The Japanese did respect the Zone to an extent; no shells entered that part of the city leading up to the Japanese occupation except a few stray shots. During the chaos following the attack of the city, some were killed in the Safety Zone, but the atrocities in the rest of the city were far greater by all accounts.

Siege of the city

On December 7, the Japanese army issued a command to all troops, advising that because occupying a foreign capital was an unprecedented event for the Japanese military, those soldiers who " commit any illegal acts", "dishonor the Japanese Army", "loot", or "cause a fire to break out, even because of their carelessness" would be severely punished. The Japanese military continued to march forward, breaching the last lines of Chinese resistance, and arriving outside the walled city of Nanjing on December 9. At noon, the military dropped leaflets into the city, urging the surrender of Nanjing within 24 hours:

The Japanese Army, one million strong, has already conquered Changshu. We have surrounded the city of Nanking... The Japanese Army shall show no mercy toward those who offer resistance, treating them with extreme severity, but shall harm neither innocent civilians nor Chinese military personnel who manifest no hostility. It is our earnest desire to preserve the East Asian culture. If your troops continue to fight, war in Nanking is inevitable. The culture that has endured for a millennium will be reduced to ashes, and the government that has lasted for a decade will vanish into thin air. This commander-in-chief issue bills to your troops on behalf of the Japanese Army. Open the gates to Nanking in a peaceful manner, and obey the following instructions.

The Japanese awaited an answer. When no Chinese envoy had arrived by 1:00 p.m. the following day, General Matsui Iwane issued the command to take Nanjing by force. On December 12, after two days of Japanese attack, under heavy artillery fire and aerial bombardment, General Tang Sheng-chi ordered his men to retreat. What followed was nothing short of chaos. Some Chinese soldiers stripped civilians of their clothing in a desperate attempt to blend in, and many others were shot in the back by their own comrades as they tried to flee. Those who actually made it outside the city walls fled north to the Yangtze, only to find that there were no vessels remaining to take them. Some then jumped into the wintry waters and drowned.

On December 13, the Japanese entered the walled city of Nanjing, facing hardly any military resistance.

Atrocities begin 


Eyewitness accounts from the period state that over the course of six weeks following the fall of Nanjing, Japanese troops engaged in rape, murder, theft, and arson. The most reliable accounts came from foreigners who opted to stay behind in order to protect Chinese civilians from certain harm, including the diaries of John Rabe and Minnie Vautrin. Others include first-person testimonies of the Nanjing Massacre survivors. Still more were gathered from eyewitness reports of journalists, both Western and Japanese, as well as the field diaries of certain military personnel. An American missionary, John Magee, stayed behind to provide a 16mm film documentary and first-hand photographs of the Nanjing Massacre. In addition, although few Japanese veterans have admitted to having participated in atrocities in Nanjing, some—most notably Shiro Azuma—have admitted to criminal behavior.

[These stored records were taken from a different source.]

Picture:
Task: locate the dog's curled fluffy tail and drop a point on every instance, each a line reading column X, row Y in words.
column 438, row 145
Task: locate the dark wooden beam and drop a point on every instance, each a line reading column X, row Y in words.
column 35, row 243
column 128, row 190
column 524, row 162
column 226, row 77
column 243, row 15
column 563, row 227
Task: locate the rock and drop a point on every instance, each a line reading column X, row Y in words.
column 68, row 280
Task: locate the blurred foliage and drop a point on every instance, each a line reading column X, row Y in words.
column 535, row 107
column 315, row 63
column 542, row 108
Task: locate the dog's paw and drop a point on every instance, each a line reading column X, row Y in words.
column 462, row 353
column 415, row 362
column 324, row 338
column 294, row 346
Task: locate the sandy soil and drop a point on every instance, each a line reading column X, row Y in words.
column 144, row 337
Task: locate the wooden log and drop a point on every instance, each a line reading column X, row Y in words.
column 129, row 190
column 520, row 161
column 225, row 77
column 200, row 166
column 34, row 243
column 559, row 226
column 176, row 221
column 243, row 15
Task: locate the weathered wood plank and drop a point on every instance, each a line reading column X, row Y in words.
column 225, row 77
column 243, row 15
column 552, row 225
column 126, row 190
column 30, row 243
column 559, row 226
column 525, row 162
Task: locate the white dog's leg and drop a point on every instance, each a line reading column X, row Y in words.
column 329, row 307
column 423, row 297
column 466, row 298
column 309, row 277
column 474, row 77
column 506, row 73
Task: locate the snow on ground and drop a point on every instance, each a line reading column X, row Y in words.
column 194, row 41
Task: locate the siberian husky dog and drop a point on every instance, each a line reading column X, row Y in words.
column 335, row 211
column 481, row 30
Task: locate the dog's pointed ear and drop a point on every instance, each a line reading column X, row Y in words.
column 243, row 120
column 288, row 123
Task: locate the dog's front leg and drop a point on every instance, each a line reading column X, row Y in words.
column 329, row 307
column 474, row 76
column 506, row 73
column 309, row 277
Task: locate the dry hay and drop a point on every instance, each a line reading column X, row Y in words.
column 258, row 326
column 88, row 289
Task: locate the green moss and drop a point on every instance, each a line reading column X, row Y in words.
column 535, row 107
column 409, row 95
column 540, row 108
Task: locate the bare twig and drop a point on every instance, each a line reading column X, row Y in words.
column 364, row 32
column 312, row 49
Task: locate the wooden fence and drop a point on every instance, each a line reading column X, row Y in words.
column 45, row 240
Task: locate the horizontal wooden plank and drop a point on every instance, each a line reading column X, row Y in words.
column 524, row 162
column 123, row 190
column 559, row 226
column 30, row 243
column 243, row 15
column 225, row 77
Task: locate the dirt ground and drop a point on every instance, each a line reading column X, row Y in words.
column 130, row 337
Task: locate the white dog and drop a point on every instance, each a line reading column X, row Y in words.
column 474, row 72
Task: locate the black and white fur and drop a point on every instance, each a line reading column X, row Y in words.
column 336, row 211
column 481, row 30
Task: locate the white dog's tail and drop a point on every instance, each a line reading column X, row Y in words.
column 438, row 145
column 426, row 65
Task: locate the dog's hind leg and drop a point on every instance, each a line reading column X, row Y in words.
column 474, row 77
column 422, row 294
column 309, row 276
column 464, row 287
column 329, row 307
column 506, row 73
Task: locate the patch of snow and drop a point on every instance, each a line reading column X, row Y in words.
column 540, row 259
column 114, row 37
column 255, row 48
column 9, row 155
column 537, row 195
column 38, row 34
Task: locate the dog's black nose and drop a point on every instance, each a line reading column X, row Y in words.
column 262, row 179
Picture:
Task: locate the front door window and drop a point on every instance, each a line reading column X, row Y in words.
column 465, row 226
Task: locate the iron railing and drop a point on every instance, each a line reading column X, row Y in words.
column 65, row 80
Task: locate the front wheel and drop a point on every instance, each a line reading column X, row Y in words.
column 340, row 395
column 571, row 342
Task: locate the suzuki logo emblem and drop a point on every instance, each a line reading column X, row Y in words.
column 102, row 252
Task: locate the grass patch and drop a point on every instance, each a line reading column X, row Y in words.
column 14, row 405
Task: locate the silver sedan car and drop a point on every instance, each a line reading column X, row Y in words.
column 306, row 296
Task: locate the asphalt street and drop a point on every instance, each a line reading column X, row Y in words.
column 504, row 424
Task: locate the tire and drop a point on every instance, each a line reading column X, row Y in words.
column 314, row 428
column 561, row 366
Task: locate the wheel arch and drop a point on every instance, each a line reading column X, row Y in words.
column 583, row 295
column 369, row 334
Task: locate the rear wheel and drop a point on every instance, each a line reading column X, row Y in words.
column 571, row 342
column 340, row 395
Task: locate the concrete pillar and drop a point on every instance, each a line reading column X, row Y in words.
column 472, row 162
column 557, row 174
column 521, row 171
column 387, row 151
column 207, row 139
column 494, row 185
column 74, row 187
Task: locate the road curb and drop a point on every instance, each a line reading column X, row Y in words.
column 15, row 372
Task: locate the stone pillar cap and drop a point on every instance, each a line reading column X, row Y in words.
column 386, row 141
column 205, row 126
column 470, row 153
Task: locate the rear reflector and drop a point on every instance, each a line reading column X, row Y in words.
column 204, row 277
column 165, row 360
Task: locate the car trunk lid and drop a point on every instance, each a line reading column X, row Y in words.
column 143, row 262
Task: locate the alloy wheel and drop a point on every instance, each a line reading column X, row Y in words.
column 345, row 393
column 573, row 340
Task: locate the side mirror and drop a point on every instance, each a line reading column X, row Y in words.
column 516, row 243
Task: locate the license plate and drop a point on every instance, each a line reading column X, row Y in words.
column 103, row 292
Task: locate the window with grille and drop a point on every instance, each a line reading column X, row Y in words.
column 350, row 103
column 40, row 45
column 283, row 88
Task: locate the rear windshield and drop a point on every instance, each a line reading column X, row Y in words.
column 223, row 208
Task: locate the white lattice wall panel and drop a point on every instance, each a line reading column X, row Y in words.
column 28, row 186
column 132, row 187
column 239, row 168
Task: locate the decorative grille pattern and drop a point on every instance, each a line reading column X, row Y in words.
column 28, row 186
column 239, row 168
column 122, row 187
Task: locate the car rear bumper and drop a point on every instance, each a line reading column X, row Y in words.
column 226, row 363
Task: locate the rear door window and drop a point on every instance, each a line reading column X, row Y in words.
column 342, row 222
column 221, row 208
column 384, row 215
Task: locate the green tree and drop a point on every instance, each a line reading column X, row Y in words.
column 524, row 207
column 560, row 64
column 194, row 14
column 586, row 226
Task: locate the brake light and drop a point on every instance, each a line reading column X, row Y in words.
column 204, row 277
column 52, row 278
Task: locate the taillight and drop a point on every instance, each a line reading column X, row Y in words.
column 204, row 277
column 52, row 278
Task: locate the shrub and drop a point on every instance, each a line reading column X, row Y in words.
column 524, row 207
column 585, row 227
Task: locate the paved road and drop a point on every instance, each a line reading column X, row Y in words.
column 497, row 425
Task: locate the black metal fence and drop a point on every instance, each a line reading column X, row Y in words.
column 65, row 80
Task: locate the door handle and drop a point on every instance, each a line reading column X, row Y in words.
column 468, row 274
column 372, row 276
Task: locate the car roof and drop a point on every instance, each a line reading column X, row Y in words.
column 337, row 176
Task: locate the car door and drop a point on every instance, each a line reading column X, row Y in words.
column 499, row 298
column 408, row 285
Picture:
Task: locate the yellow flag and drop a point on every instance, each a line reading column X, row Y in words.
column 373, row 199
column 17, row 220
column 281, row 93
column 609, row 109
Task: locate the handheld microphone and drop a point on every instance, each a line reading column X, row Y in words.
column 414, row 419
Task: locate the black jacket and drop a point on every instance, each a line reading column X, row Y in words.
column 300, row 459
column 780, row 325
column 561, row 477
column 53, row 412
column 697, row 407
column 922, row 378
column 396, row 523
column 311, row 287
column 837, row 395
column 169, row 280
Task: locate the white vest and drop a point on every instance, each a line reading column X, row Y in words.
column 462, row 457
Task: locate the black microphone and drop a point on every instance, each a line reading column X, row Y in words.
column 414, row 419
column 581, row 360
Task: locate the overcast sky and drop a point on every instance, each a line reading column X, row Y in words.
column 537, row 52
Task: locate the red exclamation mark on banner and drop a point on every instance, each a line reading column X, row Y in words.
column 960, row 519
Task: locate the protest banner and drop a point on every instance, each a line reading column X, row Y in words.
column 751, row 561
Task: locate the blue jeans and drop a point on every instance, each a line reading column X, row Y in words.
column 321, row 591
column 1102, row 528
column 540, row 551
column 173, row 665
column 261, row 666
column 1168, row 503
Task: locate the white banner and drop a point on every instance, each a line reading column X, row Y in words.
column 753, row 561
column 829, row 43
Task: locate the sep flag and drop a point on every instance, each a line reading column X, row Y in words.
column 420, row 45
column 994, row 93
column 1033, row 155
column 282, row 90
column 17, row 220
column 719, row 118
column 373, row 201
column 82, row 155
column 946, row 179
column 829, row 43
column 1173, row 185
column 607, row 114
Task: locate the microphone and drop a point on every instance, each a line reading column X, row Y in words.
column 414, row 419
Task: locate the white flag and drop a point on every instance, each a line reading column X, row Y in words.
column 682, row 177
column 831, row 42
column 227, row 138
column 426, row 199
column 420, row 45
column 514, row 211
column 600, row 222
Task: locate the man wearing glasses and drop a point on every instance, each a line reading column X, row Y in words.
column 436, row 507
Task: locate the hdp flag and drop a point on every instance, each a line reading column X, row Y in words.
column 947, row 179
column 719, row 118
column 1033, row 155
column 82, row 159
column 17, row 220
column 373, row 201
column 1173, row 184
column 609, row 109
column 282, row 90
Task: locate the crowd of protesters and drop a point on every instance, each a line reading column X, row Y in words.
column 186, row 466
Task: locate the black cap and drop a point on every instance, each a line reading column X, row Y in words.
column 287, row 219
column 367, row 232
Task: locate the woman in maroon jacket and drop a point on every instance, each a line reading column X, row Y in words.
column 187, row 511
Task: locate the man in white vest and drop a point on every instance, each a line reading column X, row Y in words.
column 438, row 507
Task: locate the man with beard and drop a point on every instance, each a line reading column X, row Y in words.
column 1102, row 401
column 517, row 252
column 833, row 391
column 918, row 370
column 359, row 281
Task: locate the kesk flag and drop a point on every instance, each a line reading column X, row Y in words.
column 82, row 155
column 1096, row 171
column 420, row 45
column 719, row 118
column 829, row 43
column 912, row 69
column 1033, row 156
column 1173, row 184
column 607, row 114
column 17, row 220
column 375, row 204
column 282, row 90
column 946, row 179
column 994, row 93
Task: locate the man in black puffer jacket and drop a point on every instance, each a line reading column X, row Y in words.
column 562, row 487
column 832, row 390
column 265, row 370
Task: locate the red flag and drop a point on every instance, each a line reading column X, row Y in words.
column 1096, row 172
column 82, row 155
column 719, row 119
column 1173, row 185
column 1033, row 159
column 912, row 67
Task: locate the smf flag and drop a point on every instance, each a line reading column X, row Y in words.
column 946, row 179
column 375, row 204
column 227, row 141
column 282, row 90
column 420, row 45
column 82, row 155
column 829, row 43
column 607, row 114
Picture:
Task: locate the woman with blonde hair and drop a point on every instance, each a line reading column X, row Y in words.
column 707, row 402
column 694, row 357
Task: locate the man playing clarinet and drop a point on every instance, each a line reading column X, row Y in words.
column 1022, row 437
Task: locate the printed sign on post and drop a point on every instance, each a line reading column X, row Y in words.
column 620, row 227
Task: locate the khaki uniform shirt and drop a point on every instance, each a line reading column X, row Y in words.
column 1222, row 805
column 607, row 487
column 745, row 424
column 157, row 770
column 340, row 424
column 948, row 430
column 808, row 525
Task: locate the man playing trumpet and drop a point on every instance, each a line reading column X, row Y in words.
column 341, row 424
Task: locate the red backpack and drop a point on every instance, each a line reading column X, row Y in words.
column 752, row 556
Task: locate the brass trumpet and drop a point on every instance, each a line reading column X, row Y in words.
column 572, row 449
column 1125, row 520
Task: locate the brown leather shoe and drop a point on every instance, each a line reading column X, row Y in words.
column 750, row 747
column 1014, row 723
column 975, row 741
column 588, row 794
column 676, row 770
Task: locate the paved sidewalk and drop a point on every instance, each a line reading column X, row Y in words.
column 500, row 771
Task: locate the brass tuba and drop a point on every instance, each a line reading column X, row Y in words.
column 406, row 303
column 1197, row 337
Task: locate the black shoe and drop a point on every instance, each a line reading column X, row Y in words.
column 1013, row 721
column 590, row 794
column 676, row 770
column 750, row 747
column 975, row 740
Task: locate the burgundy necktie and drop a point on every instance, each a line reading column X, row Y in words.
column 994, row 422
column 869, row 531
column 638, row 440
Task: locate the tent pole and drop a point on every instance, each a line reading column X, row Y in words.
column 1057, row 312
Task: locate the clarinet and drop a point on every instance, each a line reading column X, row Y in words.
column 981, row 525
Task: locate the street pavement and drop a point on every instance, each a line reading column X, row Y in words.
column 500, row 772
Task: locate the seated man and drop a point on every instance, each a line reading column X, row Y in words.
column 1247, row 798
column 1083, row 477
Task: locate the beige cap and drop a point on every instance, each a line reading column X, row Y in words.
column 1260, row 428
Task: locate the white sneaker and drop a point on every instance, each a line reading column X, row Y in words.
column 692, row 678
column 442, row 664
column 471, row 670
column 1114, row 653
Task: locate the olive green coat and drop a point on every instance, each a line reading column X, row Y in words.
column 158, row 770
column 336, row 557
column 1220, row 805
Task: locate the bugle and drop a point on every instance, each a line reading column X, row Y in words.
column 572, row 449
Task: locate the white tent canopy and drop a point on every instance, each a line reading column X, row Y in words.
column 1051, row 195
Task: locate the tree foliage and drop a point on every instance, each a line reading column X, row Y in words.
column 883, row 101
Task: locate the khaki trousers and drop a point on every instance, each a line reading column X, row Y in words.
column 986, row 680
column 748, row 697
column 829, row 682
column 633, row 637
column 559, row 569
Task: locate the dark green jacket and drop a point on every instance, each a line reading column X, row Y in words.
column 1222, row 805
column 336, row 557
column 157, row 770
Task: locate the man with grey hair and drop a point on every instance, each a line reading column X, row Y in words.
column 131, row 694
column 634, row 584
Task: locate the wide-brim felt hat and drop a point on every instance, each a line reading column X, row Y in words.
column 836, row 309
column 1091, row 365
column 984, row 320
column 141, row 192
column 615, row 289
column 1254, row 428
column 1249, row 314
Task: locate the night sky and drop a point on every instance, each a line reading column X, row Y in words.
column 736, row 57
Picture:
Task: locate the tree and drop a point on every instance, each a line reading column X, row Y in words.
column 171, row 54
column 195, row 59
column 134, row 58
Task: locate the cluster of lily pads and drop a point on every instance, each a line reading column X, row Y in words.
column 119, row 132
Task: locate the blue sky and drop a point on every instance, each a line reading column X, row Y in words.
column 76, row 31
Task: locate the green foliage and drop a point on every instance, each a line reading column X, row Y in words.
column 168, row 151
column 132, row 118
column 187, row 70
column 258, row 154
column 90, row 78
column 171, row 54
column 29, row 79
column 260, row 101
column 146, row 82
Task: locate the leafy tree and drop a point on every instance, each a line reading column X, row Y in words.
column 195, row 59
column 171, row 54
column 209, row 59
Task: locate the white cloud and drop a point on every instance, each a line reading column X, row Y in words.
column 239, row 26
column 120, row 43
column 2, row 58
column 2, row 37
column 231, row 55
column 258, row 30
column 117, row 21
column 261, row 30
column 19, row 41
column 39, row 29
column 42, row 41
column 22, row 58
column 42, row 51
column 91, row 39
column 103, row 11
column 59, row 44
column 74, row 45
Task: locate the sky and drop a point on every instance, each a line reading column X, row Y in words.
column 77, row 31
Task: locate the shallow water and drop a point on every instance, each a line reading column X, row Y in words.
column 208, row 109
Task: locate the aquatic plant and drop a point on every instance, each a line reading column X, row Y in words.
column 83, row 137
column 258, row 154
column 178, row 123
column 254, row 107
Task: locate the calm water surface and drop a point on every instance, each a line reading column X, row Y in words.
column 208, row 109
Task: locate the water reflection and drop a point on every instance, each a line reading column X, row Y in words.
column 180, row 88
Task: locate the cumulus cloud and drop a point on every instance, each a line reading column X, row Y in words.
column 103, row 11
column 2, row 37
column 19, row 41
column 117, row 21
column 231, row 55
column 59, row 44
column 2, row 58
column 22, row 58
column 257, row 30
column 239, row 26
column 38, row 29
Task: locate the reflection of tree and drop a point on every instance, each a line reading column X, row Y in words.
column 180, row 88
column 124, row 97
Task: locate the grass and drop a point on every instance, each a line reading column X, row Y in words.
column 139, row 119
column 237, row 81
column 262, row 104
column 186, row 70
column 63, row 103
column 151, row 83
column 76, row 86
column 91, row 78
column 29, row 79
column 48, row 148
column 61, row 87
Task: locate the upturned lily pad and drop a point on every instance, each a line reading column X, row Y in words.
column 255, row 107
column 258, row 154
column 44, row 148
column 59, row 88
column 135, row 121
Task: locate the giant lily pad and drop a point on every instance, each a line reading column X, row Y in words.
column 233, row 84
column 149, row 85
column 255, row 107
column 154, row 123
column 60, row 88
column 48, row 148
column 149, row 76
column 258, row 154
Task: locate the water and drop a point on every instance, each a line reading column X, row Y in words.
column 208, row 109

Immediately after the city's fall, a group of foreign expatriates headed by John Rabe formed the 15-man International Committee on November 22 and drew up the Nanking Safety Zone in order to safeguard the lives of civilians in the city, where the population ran from 200,000 to 250,000. It is likely that the civilian death toll would have been higher had this safe haven not been created. Rabe and American missionary Lewis S. C. Smythe, the secretary of the International Committee, who was also a professor of sociology at the University of Nanking, recorded atrocities of the Japanese troops and filed reports of complaints to the Japanese embassy.